I HEAR there is a big fuss going on in New York about Manhattan telephone area code numbers. There are now too many phone subscribers to continue using the familiar 212 prefix, and various schemes have been hatched to accommodate a burgeoning Big Apple. At the time of writing, the favourite was a plan to give everybody south of 23rd Street a new area code. This seems uncontroversial unless - like most of the big maritime law firms in Manhattan - you live south of 23rd.

There is some kudos attached to the 212 area code. It seems that, in the days when area codes were first given out, it was prestigious to have one with low numbers. All the phones had rotary dials so, the lower the number, the quicker it was to dial. Hence, Manhattan was very much out of the top box. (The US must presumably have some influence overseas, too, with an international code of 1). So don’t expect the south of the island to sit idly by while it is reprogrammed to a 646 area code. There should - and might yet - be a law against it.

Burning issue

HOLY smoke. It is reported that Carnival is to have the world’s first non-smoking cruiseship. It is called the Paradise. Not for me, it isn’t. More like Paradise Lost, with apologies to John Milton.

Carnival is confident that the Paradise will be a success. There are, after all, plenty of other cruiseships where you can smoke. But what about travelling parties made up of people who smoke and people who don’t smoke? Hard cheddar, I suppose.

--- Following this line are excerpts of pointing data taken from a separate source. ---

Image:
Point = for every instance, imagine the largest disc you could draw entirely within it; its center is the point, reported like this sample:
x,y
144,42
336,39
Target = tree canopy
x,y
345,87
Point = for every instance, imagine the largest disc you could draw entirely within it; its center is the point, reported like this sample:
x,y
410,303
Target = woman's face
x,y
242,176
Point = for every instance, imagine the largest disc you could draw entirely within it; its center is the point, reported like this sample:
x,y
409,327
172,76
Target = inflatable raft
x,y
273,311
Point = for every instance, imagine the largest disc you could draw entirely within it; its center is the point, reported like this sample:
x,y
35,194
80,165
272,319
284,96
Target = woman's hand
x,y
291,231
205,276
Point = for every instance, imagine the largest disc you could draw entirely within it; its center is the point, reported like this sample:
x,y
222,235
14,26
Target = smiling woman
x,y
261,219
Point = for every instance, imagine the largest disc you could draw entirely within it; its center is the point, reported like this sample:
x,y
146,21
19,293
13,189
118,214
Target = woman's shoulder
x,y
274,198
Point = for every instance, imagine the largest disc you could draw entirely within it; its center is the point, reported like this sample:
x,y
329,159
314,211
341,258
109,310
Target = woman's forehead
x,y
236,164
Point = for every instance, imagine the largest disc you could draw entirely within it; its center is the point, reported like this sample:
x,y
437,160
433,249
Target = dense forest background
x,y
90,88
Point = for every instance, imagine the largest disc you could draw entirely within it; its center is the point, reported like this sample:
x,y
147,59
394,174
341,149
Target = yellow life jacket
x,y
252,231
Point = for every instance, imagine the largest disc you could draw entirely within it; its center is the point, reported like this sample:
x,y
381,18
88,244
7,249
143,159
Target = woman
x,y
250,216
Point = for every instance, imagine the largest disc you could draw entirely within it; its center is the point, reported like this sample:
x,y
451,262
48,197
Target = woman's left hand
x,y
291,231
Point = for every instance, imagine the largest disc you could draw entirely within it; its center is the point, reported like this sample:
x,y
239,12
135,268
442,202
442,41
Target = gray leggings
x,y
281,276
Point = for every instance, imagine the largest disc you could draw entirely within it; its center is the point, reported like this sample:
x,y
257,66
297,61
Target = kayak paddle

There will be those who will deem me guilty of over-reacting. I don’t care. This may be only one little cruiseship, but what it really is is the thin end of the wedge. Mark my words. Shipping is hardly the most innovative industry in the world. Just as atriums quickly became de rigeur on cruiseships, so too will the lack of freedom to smoke. Within months there will be several no-smoking cruiseships, and travel agents will be taking on legions of extra staff to cope with the increased paperwork generated by having special smoking and no-smoking booking forms, the whole process slowed by having to free from police custody those same booking clerks who have been arrested for polluting the air outside thousands of travel agents around the world while taking a much needed pull on their Rothmans to cope with the angst generated by the extra work involved in filling in the new booking forms..

This is not the way forward for the cruise industry. It may work on trains and aeroplanes, but cruise travel is no casual boke into the countryside or headlong rush through the air at five hundred miles an hour. It is - or so I have always believed - a leisurely mode of conveyance, to be savoured on the basis that it is better to travel hopefully than to arrive. Why else bother with it? Banning smoking will achieve nothing, beyond giving power to the international bully.

We can all think of things we would like to ban. I , personally, would like to see cruiseships ban noisy eaters who sit at my table and imitate the sound of a horse eating a pound of cooking apples. Whatever happened to live and let live?

Reeling in the years

IT’S hard to believe, but Jim Davis, head of the International Maritime Industries Forum and arguably the best-known figure in the international shipping industry, is seventy next year. And it is likely to be something of a triple celebration. Jim’s wife will be fifty, and they will have been married for twenty-five years. Jim says he is toying with the idea of throwing a party for all the friends he has made down the years. It will have to be a huge venue.